I switched to Flogas last month but have yet to receive my first bill. If the standing charge is higher than what the website shows, then surely that's false advertising.

I assume I'll be treated as a new customer? I wonder how long it will be before they bump me up to the higher charge and are they allowed to do that!?!


----------



## theresa1 (12 Jul 2011)

PolkaDot wait until you get your bill. My charges are each kwh 3.3410, carbon each kwh .2770 and supply each day is 16.4400 cent before v.a.t.

I am a Customer a few year's now and managed to get them to put me on the new customer's rate a few month's back. I am so happy to be away from Bord Gais.


----------



## PolkaDot (14 Jul 2011)

theresa1 said:


> I am a Customer a few year's now and managed to get them to put me on the new customer's rate a few month's back.



How did you manage that?


----------



## theresa1 (17 Jul 2011)

Rang up Flogas and told them I wanted the same rate as new customer's. They would not budge at first but eventually they agreed. It's very time consuming but you have to keep on top of these companies.

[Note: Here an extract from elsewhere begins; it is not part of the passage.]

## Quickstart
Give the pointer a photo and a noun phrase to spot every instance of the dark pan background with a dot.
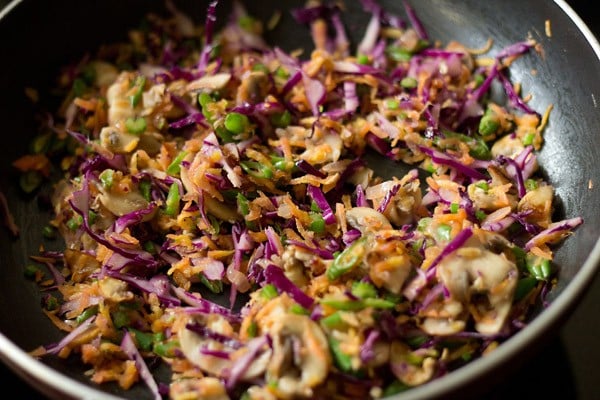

I understand they all have offers from time to time but as an exisiting customer of a shop would you be happy to pay €1.50 for bread rubbing shoulder with a new customer that get's the bread for only a €1 - of course you wouldnt.


----------



## Laoisa (19 Jul 2011)

This is interesting I rang them this morning for new customer quotes they qouted 00.34 per kilo wat hour & 00.27 carbon charge + € 10 standard charge. Their standard charge is lower than airtricity which is 59.25 per month ESB gas is oo.39 pkw oo.27 carbon chge abd their standard chatge is .164 per unit what ever that means While Board Gais charges 00.59 per unit carbon 00.31per unit 7 standard charge of 18 cents a day 5.40 per month. It looks as if Flow has the best price per unit carbon and standard charge


----------



## Moneypit (28 Jul 2011)

I've been wondering about this too as I've received no notification from them either and there's nothing on their website, a bit sneaky if you ask me.


----------



## potnoodler (28 Jul 2011)

definitely didnt get any notification, looks like that is the least of our worries with BG getting approved on a 22% hike in October, this will be passed on , hope its not as cold as last year


----------



## odt (28 Jul 2011)

DMcL1971 said:


> I received my Flogas bill yesterday (I'm on option B) and my supply charge has increased from 16.44c a day to 23.01c a day. I rang Flogas and they said they had increased their charges and had sent out notification to their customers in the last few weeks. I never received any such notification, did anyone here receive it? The lower rate is still show on their website and it mentions no price rise for existing customers.



Thanks for posting this. I have just checked this month's bill and our supply charge has also increased, without any notification. This represents a 40% increase! My first call tomorrow will be to Flogas head office (1850 306 800). No matter what the outcome, I'll be reporting this to the Regulator (01-4000800).


----------



## hadit2here (18 Aug 2011)

i have just spotted this too ... I dont recall any notification either


----------